Так вот для чего надо было… – это Корнетов понял всем своим существом, всеми мыслями и сказал всеми словами – и вот отчего эта тень – черное заполняло его сердце.
Читал он когда-то историю одной девочки и теперь вспомнил: ее повезли в гости в город – в деревне это происходит – и в гостях во время игры с детьми в бирюльки очень ей понравилась одна из бирюлек, и она тихонько положила ее к себе в карман; когда возвращались домой, была теплая звездная ночь; держа в кармане эту с булавочную головку бирюльку, она чувствовала свою вину и была в этой ночи одна под звездами и эти звезды – они все знают – светили ей одной, освещая ее одну во всем мире с ее черной, огромной, как мир, бирюлькой на сердце. Корнетов вспомнил этот рассказ ночью, глядя в окно из своей комнаты на далеко трубами, как воздетыми руками уходящий в туман Париж, и на мелкие с булавочную головку, как блестящие бирюльки, незамечаемые в Париже, гаснущие под рекламой Ситроена, звезды и чувствовал себя, как та девочка, взявшая из тысячи одинаковых одну, только ей почему-то приглянувшуюся бирюльку, одним перед лицом этих звезд высоко над всеми трубами стеснившегося Парижа, и свое раскрытое черное сердце.

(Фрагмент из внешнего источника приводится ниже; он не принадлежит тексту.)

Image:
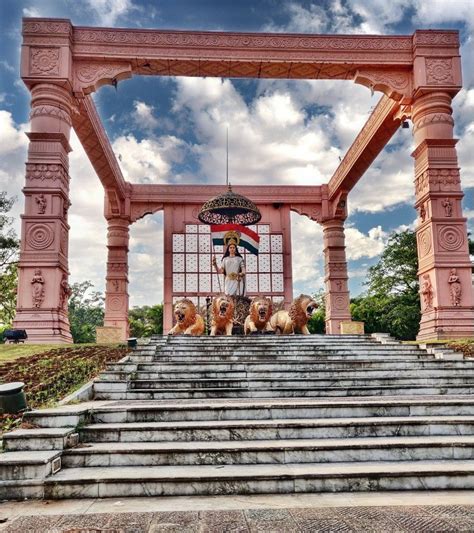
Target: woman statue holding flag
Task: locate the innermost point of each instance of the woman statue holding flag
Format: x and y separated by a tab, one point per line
232	266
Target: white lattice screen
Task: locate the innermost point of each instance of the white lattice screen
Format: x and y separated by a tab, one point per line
194	277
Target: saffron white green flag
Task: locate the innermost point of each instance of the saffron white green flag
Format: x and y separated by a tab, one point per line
241	235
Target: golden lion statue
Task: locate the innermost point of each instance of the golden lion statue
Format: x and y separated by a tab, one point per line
289	322
188	322
259	317
222	315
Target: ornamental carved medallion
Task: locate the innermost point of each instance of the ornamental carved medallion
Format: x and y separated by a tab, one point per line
44	61
439	71
450	238
40	236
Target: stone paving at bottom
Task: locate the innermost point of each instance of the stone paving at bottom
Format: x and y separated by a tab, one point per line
413	519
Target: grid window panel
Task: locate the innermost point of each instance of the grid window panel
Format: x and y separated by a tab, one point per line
204	244
264	263
264	244
277	282
191	243
277	262
251	280
205	283
178	262
204	263
191	282
191	263
251	263
178	242
178	282
264	283
277	243
215	283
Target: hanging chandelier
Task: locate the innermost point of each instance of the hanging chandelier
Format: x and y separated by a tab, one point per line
229	208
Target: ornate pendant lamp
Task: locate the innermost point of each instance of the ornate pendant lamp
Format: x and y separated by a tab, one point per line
230	207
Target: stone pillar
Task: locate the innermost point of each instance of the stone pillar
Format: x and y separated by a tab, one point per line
116	291
444	266
337	293
43	289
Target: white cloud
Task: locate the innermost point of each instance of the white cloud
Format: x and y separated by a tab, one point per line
143	116
108	12
149	160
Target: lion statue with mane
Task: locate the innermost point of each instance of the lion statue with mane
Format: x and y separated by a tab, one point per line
222	315
259	317
295	319
188	321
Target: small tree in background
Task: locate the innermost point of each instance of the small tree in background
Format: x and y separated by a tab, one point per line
9	246
146	320
86	311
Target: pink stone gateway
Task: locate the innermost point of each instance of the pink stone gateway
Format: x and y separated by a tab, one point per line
62	64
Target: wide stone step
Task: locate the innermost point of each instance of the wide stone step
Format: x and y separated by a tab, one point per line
103	392
293	373
269	380
270	451
187	480
28	465
298	428
257	409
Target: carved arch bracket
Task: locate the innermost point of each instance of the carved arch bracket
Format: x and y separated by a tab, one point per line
312	211
396	84
139	210
90	75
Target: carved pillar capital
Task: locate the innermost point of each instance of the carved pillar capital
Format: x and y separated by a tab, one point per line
337	293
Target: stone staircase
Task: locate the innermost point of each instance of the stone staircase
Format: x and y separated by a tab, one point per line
258	414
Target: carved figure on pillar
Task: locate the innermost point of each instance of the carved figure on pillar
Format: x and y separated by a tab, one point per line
37	288
455	288
448	207
42	203
427	292
65	292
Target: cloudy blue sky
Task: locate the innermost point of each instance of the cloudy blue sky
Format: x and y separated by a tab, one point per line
172	130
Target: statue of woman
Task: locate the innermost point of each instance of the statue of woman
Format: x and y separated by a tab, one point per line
233	268
455	288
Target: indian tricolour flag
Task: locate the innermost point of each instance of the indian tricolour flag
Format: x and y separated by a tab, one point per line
248	239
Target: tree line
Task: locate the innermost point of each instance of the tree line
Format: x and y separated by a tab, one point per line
390	303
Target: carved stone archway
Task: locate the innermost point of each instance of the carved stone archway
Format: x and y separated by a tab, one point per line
419	75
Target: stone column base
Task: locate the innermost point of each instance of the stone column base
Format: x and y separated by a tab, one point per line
447	323
44	326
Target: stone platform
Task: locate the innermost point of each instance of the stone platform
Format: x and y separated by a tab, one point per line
254	415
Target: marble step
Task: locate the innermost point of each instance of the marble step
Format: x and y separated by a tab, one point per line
269	380
288	373
100	482
297	428
268	409
270	451
21	465
40	439
105	391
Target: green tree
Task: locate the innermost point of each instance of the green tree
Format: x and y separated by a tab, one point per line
9	246
145	321
392	302
86	311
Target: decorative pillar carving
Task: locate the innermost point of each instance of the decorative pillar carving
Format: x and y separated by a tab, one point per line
337	293
43	266
116	291
443	257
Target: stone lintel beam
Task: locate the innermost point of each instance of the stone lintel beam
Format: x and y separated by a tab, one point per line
377	131
94	139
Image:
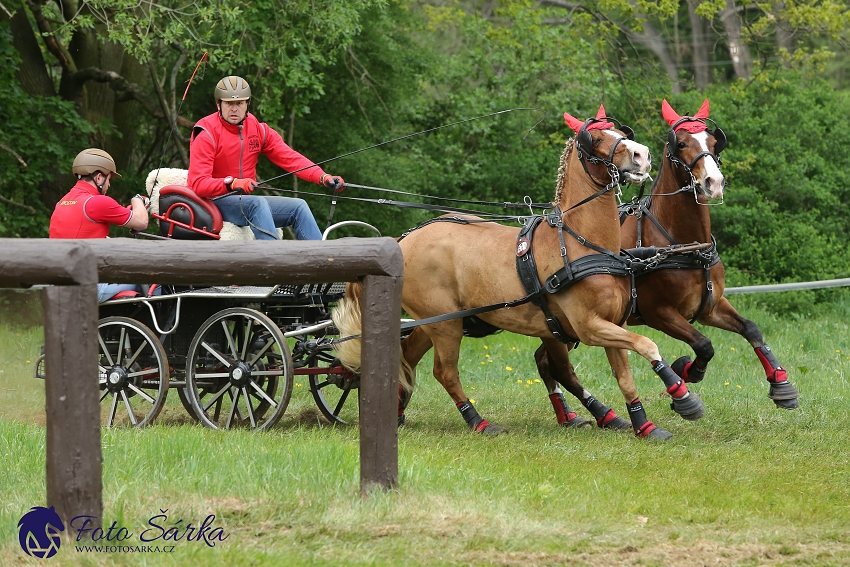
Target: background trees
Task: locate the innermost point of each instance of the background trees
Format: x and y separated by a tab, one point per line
337	75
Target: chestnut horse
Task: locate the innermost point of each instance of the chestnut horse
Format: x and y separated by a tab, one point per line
684	289
459	263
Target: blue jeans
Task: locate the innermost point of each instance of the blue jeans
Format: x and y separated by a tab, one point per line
267	213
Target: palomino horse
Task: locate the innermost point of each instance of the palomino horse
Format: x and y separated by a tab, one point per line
686	288
459	263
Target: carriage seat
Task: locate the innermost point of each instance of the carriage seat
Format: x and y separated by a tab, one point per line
170	188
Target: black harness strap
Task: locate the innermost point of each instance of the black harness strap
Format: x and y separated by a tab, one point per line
700	259
527	270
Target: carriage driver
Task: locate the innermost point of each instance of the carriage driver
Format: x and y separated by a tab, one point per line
224	149
86	212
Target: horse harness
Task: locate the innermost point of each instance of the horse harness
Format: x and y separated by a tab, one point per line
604	262
696	260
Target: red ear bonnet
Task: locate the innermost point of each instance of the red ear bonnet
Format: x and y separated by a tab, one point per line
576	124
692	126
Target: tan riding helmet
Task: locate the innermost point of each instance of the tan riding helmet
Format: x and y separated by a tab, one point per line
232	88
93	160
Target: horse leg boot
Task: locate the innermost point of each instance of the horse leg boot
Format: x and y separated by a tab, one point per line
782	392
643	427
563	372
413	348
446	356
546	369
670	322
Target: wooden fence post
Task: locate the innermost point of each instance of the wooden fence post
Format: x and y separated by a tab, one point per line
380	306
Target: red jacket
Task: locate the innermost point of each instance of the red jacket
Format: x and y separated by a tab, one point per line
85	213
219	149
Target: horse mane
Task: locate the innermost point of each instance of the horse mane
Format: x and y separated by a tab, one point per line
562	170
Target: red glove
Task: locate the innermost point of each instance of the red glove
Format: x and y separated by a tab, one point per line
334	182
247	186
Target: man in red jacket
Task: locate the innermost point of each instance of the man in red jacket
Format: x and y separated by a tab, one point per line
224	149
86	212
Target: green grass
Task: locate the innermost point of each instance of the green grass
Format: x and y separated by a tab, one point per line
747	485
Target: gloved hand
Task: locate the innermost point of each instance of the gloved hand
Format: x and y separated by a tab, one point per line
146	201
334	182
247	186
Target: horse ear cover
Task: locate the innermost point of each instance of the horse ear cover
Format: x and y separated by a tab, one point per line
719	141
672	140
585	140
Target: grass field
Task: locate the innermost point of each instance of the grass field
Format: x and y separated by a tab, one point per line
748	485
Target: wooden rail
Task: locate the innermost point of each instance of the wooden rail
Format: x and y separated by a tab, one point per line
73	268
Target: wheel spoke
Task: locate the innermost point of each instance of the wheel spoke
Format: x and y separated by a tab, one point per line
229	338
144	395
136	354
267	372
232	409
250	411
130	411
217	396
246	340
120	345
262	351
200	376
215	354
143	372
263	394
341	402
105	350
112	410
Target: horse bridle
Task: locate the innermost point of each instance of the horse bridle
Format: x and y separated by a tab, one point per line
672	142
584	143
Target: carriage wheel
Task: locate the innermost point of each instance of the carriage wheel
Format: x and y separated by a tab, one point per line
334	389
133	372
239	371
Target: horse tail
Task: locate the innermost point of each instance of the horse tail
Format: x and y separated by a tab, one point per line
347	319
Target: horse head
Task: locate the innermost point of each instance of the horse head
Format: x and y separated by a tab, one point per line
603	139
695	147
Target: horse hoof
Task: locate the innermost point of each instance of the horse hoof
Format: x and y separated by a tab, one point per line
577	421
617	424
689	407
784	395
659	434
787	404
492	430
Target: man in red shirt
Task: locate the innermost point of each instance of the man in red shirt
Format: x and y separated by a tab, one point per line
86	212
224	149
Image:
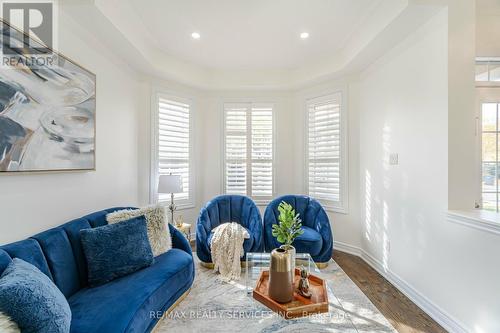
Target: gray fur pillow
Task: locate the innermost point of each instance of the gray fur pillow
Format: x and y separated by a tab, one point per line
156	221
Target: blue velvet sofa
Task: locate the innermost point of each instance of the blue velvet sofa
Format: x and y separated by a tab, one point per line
122	305
223	209
317	239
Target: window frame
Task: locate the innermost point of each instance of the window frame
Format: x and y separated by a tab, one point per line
154	160
479	135
260	201
342	206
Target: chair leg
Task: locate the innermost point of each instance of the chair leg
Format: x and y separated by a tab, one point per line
322	265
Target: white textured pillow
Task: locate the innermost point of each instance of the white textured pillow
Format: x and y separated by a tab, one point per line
7	325
156	221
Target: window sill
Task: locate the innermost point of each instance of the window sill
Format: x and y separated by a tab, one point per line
477	218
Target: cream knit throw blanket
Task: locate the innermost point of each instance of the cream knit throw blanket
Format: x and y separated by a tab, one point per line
227	249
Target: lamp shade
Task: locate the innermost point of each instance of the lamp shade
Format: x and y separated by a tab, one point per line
170	184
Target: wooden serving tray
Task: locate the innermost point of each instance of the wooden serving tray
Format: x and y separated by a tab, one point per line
300	306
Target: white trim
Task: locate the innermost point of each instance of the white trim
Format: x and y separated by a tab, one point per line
477	219
435	312
347	248
343	206
158	92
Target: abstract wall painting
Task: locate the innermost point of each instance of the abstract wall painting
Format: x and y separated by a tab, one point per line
47	114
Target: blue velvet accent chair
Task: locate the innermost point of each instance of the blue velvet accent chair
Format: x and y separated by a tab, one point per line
317	239
223	209
119	306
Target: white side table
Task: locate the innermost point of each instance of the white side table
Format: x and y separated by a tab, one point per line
185	228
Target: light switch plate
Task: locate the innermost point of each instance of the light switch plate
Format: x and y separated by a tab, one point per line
394	159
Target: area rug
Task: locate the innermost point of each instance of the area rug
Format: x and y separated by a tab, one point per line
215	306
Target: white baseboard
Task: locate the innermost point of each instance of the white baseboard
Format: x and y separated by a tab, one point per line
347	248
435	312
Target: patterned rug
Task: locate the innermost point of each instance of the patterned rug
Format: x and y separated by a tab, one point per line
214	306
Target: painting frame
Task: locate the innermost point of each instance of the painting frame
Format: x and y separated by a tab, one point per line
93	99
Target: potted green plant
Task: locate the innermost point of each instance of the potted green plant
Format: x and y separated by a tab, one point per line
288	228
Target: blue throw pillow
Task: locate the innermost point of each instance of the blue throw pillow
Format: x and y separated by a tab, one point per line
116	250
32	300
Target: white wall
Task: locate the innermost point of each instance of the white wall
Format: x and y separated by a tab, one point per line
34	202
404	109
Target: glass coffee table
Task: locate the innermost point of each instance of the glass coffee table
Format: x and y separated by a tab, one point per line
256	262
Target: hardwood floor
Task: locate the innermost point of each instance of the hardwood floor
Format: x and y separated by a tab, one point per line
402	313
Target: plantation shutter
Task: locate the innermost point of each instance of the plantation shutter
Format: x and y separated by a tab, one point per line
324	149
236	149
249	150
173	143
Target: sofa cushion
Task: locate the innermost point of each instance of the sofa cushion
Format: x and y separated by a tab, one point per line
30	251
72	229
116	250
5	260
33	302
309	242
156	222
59	255
98	219
124	304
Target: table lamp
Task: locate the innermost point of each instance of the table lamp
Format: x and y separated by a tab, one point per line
170	184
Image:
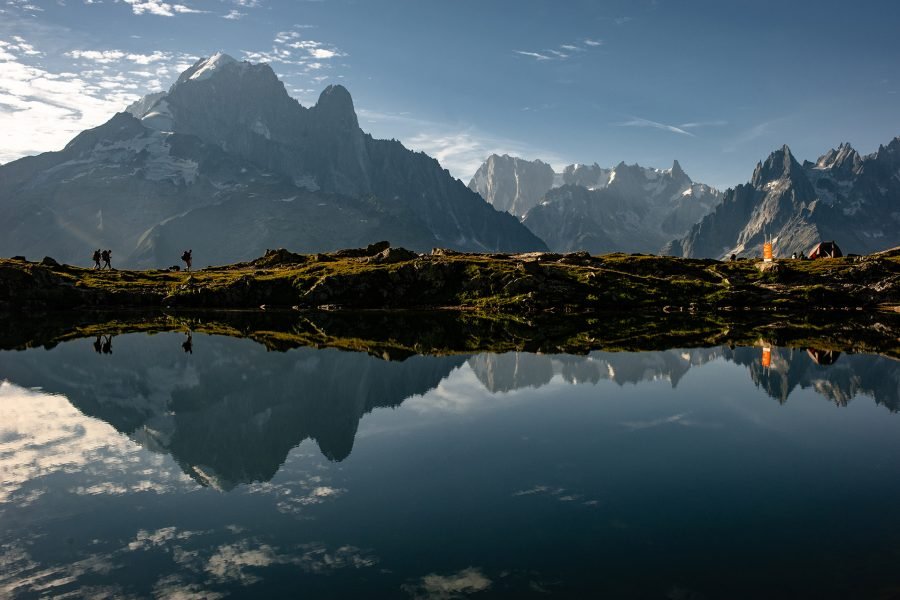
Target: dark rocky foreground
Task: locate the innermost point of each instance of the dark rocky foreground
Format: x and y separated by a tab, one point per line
381	277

Так вот для чего все надо было и не могло не быть. Наступают какие-то сроки, когда человек должен заглянуть в глубь своего сердца. И это необходимо. Но это уж не мучительно, как проходя под крик и перед глазами – оловом-плевком, и не невозможно, как видя перед собой подкравшегося человека, выскаливающего зубы, а просто нельзя: быть человеку одному перед лицом звезд со своим раскрытым сердцем нельзя, потому что это и есть смерть.
– – – – – – – – – –
– – – не может он найти выхода: куда ни пойдет – «correspondance»108, и много народа и все спешат на эти пересадки: метро Гар Монпарнас. Наконец нашел, растворил дверь – лестница выше, чем на Данфер-Рошеро, но гораздо шире, и не каменная, а деревянная и ступеньки, как у стремянки, с пролетами; он шел быстро и не один, а с той маленькой девочкой из рассказа, и поднявшись высоко, обогнал ее – сейчас и выход, и уж мысленно видит и подъезд Монпарнасского вокзала и в то же время был этот вокзал – угол Садовой и Невского, Гостиный двор. Но двери не оказалось, а две доски поперек приколочены, и подлезая, он их легко отодрал и очутился на чердаке: пустой чердак, на бетонном полу лужа – что ему тут делать? Он назад – теперь свободно: оскаленные гвоздями висели доски. И, увидев эти оскаленные доски и над пропастью узкую без перил лестницу, он остановился и видит,
В один из таких пришибленных дней Балдахал повез Корнетова в Булонь квартиру смотреть.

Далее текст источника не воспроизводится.